A Tory holds a political philosophy based on a British version of conservatism and traditionalism, which upholds the supremacy of social order as it has evolved throughout history. The Tory ethos has been summed up with the phrase “God, King, and Country”. Tories generally advocate monarchism, are usually of a high church Anglican religious heritage and are opposed to the liberalism of the Whig faction. In Britain, the Tory political faction originated with the Cavaliers during the English Civil War. It also had exponents in other parts of the former British Empire, such as the Loyalists of British America who opposed American secession during the American War of Independence. Following the American War of Independence, the Loyalists that fled to the Canadas referred to members of the colonies’ political elites as Tories. This political philosophy remains prominent in the politics of the United Kingdom and also appears in parts of the Commonwealth realms, particularly in Canada.

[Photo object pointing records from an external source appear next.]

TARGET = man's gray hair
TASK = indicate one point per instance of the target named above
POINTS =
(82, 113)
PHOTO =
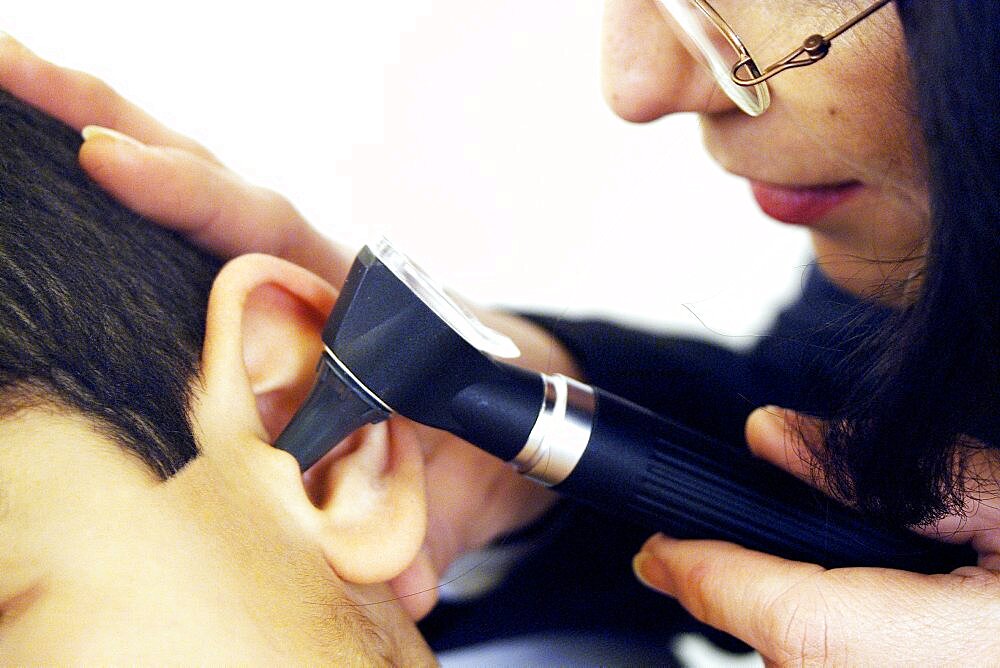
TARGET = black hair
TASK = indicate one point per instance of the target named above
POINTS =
(935, 387)
(103, 312)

The Tory political faction originally emerged within the Parliament of England to uphold the legitimist rights of James, Duke of York to succeed his brother Charles II to the thrones of the three kingdoms. James became a Roman Catholic at a time when the state institutions were fiercely independent of the Church of Rome – this was an issue for the Exclusion Crisis supporting Patricians, the political heirs to the nonconformist Roundheads and Covenanters. There were two Tory ministries after James II came to the throne: the first led by the Earl of Rochester, the second by Lord Belasyse. A significant faction took part in the ousting of James II with the Whigs to defend the Church of England and definitive Protestantism. A large but dwindling faction of Tories continued to support James in exile and his Stuart heirs to the throne, especially in 1714 after the accession of George I of Great Britain, the first Hanoverian monarch. Although only a minority of Tories gave their adhesion to the Jacobite risings, this was used by the Whigs to discredit the Tories and paint them as traitors. After the advent of the Prime Ministerial system under the Whig Robert Walpole, Lord Bute’s premiership in the reign of George III marked a revival. Under the Corn Laws (1815–1846) a majority of Tories supported protectionist agrarianism with tariffs being imposed at the time for higher food prices, self-sufficiency and enhanced wages in rural employment.
Conservatism began to emerge in the late 18th century -it synthesized moderate Whig economic positions and many Tory social values to create a new political philosophy and faction in opposition to the French Revolution. Edmund Burke and William Pitt the Younger led the way in this. Interventionism and strong armed forces were to prove a hallmark of Toryism under subsequent Prime Ministers. Due to these Tories leading the formation of the Conservative Party, members of that party are colloquially referred to as Tories, even if they are not traditionalists. Actual adherents to traditional Toryism in contemporary times may be referred to as “High Tories”, as the traditionalist conservative values of Toryism differ from those of the more liberal and cosmopolitan members of the Conservative Party. Similarly, Tories is used to describe members of the Conservative Party of Canada, regardless if they are not traditionalists. The term Blue Tory and Red Tory has been used to describe the two different wings of the federal and provincial Conservative parties in Canada.